Google's adwords have been helping, but I feel that my site will be far more valuable in the eyes of users if it shows up in the search results and not as a "sponsor link".
I am hoping that the structure of my site (designed more for the users than for search engines) will be one that is friendly for Googlebot.
Due to the tips in this forum, I have added useful(outside) links on my pages, clearer navigation, and hopefully content that will attract the right search phrases.
I just wanted to thank those who are "in the know" for taking the time to share their experiences with others.
To GoogleGuy: Many thanks to you and your co-genii, for without Google there would be no way to easily find anything useful online. Thank you for being able to update every month, instead of once every six months or two years or so like the dinosaurs. Thanks for creating Freshbot, even though not even the Illuminati know how that thing works ;)
Onto the questions:
1) I don't have any HTML pages on my site. Every spiderable page is part of a series of directories (they go up to 3 deep), and each directory is run by a dynamic program to give up-to-the-second content updates. Does Google prefer HTML pages to directory pages?
2) All of the end-pages of my directory structure link to the appropriate Google directory for that particular page type (along with other applicable links, here and there). But some of the middle-pages only have links to home and to end-pages. Should I put outside links on these middle-pages?

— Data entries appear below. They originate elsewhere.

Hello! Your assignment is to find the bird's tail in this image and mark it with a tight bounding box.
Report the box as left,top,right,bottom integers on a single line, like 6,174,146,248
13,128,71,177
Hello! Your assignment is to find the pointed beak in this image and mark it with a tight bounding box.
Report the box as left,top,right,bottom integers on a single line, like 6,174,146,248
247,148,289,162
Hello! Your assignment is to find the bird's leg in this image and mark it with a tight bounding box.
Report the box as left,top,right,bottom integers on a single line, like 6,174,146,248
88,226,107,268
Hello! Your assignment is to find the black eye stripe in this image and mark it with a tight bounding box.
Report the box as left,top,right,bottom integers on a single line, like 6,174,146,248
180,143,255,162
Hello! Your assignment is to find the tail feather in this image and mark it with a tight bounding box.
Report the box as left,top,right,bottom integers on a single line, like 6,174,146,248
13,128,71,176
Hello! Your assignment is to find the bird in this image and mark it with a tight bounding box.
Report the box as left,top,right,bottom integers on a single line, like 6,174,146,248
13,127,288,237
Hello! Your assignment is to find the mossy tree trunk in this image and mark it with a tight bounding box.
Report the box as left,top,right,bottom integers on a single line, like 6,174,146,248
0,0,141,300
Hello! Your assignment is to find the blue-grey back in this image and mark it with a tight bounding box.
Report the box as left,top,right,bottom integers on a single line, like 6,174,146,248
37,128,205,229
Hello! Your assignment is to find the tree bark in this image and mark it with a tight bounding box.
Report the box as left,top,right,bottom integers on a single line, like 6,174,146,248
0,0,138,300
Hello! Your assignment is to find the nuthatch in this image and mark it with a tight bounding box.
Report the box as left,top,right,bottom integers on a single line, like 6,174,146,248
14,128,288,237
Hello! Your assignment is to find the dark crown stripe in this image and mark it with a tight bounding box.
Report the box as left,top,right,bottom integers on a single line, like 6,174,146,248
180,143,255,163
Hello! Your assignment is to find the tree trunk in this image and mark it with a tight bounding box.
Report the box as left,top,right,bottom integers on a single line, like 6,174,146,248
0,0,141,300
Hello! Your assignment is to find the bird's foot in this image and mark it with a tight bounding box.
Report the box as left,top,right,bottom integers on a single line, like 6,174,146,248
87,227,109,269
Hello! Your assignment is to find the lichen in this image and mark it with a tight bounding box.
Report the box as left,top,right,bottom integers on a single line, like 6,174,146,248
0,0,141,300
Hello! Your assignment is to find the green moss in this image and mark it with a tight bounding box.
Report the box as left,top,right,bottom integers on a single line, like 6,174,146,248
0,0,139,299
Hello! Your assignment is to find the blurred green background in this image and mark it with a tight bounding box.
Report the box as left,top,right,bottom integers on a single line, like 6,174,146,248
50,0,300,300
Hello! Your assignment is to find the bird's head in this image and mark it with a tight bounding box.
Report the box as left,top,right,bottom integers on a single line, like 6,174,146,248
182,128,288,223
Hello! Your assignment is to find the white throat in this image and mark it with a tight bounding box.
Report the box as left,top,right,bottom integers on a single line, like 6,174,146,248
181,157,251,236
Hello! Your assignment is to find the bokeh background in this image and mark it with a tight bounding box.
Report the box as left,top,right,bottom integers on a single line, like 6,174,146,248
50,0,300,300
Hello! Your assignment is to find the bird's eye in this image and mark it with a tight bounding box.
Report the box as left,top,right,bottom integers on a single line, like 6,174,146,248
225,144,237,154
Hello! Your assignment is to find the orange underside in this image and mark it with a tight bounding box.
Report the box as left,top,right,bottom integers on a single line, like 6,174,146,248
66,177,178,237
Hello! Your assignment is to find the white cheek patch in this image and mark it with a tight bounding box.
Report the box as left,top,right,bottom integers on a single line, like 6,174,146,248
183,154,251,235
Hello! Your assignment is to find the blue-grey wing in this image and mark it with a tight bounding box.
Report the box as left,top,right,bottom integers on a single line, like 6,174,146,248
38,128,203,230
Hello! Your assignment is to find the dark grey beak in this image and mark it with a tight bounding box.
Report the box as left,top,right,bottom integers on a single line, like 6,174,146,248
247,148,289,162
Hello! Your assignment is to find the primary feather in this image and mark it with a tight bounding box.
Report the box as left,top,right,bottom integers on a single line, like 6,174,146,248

3) If there is no referer, my directory programs do not add anything to sublinks (ie, foo.com/Dir1/Dir2/) but if there is a referrer, they will add a session id (ie, bar.com/Dir1/Dir2/?sess=abcde). Does Googlebot ever have a "referer"?
4) Does Google dislike spaces - %20 - in urls? Such as foobar.com/Dir1/New Additions/ ...? Should I replace the spaces with dashes or underscores? Does it matter?
5) It seems that Freshbot came through last night and looked at all of my directories. But only one of them is up on Google with a "zzz.com site:www.zzz.com" query. (Two days ago, two of my directories were up on Google - different ones, and they both disappeared this morning.) Is this normal? Will the deep Googlebot pick them up if Freshbot can find them? Or should I be worried?
Anybody's input on any of these questions would be much appreciated!
-Xenozenith
As you will see im only new here myself, but heres my thoughts:
1)Google doesnt seam to have any problem with dynamic sites, provided they are cleanly written - my site is nearly entirely dynamic, and all 1400 pages are listed, with the important ones ranking well
4)Im sure some of my pages have spaces in the urls, without a problem - dont know if it affects ranking though, although i wouldnt have expected it would
5)If your site is only in by freshbot, then expect this sort of activity. Things should settle down after the dance after your deepcrawled.
If you're using PHP and getting picked up in Google, you're lucky. If you go to google.com/webmasters/facts.html they explain what they work with, and PHP isn't one of them.
google says not to use session ids in the urls and they say they have no problems spidering most file types and languages.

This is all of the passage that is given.